In the case of modern magnesium-based materials, the bone metabolism and the local immune reaction may also be favorably regulated by magnesium [44,45,46]. The drawback of these materials is a high corrosion rate which leads to extensive gas formation. Also, the alloying or coating components and the high concentration of local magnesium may have toxic effects [47, 48].

The problem of an unfavorable dissolution rate is automatically overcome in the case of an allogeneic screw as graft resorption and new bone formation are naturally balanced by the osteoclast/osteoblast activity.

After remodeling, the allogeneic screw is no longer detectable via X-ray. The duration of the remodeling process of the allogeneic screw depends on the specific perfusion and turnover rate of the recipient bone. A high turnover rate leads to faster transplant incorporation and remodeling. A contact area of maximum size between transplant and recipient bone ensures efficient incorporation of the transplant [49].

The available sizes of the allogeneic screw enable primarily the osteosynthesis of small bones. The treatment of fractures of large bones is not feasible due to the limiting length and diameter of the transplant which does not allow stable fixation of large bone fragments. Besides the application in arthrodesis and osteotomies in hand and foot surgery, use of the transplant in the treatment of small bone fractures, osteochondral defects and pseudarthrosis might be beneficial compared to current state-of-the-art treatment options. Moreover, the allogeneic bone screw might be beneficial for the use in pediatric orthopedics as metal removal is almost always necessary in the growing bone and the side effects of biodegradable materials are more critical in children. [45, 50] Additional studies are necessary to confirm this hypothesis.

This study has some limitations. The fact that surgeries, follow-up examinations, records review, and imaging evaluation have been performed by the same orthopedist carries the risk of introducing bias to the data, especially concerning the interpretation of radiology and CT images. Nevertheless, assessment of imaging immediately after surgery and at the follow-up examinations is usually done by the treating surgeon in collaboration with a radiologist, ensuring analysis of the images by at least two people. With a mean follow-up time of 1 year, the primary healing process and short-term outcome can be assessed. To evaluate additional parameters such as remodeling rates and possible long-term effects of the transplant, the observation period should span at least the turnover time of the transplant.
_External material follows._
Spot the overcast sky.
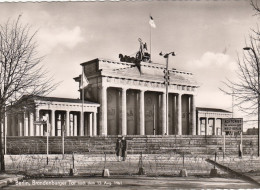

Detailed medical outcome and cost comparisons with conventional methods are not reasonable within the analysis of this case series due to the high variety of indications included and the even higher variety of alternative techniques and osteosynthesis systems available. Additionally, it may not be valid to simply compare the costs of the allogeneic bone screw to the costs of the available alternative devices. Also, the time of patient sick leave, time of hospital stay and needs of subsequent treatments must be taken into account to fully compare the economic impact.

In conclusion, the application of the allogeneic screw leads to low patient burden and fast recovery. The transplant is able to provide safe and mechanically stable bridging of bone defects. A high fusion rate combined with a low complication rate make the allogeneic screw a medically efficient osteosynthesis material.

Thus, the Shark Screw® transplant is a safe alternative to conventionally used fixation systems and suited for various kinds of osteosynthesis in hand and foot surgery.